The canal-side Barge Inn at Honeystreet, near Pewsey, is to reopen on December 14. It was closed in October when the lottery-funded community project that had been running it declared itself insolvent.
The freeholder of the Barge Inn, Ian McIver, plans to have the new tenants signed up in time and is sure the reopening date will be met.
Mr McIver has been completing what the Barge’s quirky website calls ‘Phase 2 of the refurbishment programme’: “We look forward to welcoming you back for another season, with a whole new cast and set.”
Mr McIver told Marlborough News Online that he thinks the interior will now look more like a pub and less like a wine bar: “I hope people will like it.”
Work is also underway on landscaping the beer garden – though the heavy rains have not been helpful.
Meanwhile new information has emerged on the lottery funding paid to the Barge Inn Community Project (BICP) which covered, among other things, a twenty year lease on the pub which is now void. When the insolvent BICP had to close the pub, staff were made redundant.
A Freedom of Information Act request by Marlborough News Online to the Big Lottery has revealed that in total BICP received £488,920 from Big Lottery programmes.
This was divided into ‘Village SOS Round One’ funding which provided £39,930 (on proof of expenditure) for development and a £10,000 advance towards capital costs and towards the salary of the Village Champion.
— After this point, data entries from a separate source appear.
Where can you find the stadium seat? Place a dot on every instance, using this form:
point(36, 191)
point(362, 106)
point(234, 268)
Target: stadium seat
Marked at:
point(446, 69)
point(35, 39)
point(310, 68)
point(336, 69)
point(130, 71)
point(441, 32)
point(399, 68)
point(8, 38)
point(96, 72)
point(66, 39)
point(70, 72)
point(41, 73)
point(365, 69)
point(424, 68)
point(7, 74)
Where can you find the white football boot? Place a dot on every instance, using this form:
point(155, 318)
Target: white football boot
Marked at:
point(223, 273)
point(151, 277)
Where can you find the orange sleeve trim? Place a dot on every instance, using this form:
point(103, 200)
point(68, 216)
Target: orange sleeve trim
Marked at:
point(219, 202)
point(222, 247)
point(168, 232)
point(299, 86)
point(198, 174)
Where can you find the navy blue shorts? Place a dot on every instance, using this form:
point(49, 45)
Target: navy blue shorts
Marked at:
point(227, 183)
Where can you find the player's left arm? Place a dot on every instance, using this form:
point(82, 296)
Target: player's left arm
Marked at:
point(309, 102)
BICP did not, as MNO had previously reported, receive from the lottery a £50,000 feasibility study.
‘Village SOS Round Two’ funding has totalled £434,010 – which included the Village Champion’s salary of £32,942.02. In addition there was a £5,000 grant for marketing and, from another lottery programme, £9,980 for a yurt on the Barge Inn’s campsite.
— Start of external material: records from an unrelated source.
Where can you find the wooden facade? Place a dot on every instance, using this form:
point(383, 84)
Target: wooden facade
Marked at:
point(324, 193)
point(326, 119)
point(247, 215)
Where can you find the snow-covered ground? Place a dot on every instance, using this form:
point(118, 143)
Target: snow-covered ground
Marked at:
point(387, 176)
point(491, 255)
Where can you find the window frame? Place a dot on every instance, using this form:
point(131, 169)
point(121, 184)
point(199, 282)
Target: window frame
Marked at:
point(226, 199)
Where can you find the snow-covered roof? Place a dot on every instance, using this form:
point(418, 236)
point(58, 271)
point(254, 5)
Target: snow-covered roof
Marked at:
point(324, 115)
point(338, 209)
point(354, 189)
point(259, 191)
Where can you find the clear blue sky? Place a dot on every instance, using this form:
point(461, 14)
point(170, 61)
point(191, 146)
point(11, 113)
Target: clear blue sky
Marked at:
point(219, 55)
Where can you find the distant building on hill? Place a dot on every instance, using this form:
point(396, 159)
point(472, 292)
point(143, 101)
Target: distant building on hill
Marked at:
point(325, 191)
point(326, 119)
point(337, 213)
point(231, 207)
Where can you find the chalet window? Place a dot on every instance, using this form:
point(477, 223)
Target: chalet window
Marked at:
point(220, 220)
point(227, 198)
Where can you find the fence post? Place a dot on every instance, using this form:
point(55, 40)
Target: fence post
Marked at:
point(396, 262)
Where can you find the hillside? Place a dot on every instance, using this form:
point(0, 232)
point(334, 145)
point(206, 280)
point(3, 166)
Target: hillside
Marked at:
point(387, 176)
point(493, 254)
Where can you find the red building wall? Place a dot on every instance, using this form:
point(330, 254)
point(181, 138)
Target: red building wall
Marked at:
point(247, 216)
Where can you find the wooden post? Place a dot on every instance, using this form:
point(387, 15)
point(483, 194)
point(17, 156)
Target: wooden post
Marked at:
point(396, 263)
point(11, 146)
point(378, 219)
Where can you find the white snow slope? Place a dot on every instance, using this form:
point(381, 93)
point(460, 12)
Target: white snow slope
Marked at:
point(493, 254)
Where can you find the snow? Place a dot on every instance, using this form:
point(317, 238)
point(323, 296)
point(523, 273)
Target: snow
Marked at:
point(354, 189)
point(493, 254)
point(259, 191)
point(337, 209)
The Big Lottery told MNO: “The Village SOS round two grant is still open as we are still investigating the extent of the breaches of the grant agreement to allow us to take appropriate action.”
They do know, however, that BICP breached two of the grant conditions: ‘the project has discontinued and the grant holder is insolvent.’
The Big Lottery has also confirmed that no lottery funds were used towards some of BICP’s other aims such as building a village shop, a new toilet block for the campsite, site drainage – or for the dismantling and rebuilding of the nineteenth century wooden barn which is going ahead. Mr McIver is paying for this to provide the Barge Inn and the village with an arts and entertainment venue called The Barefoot Barn.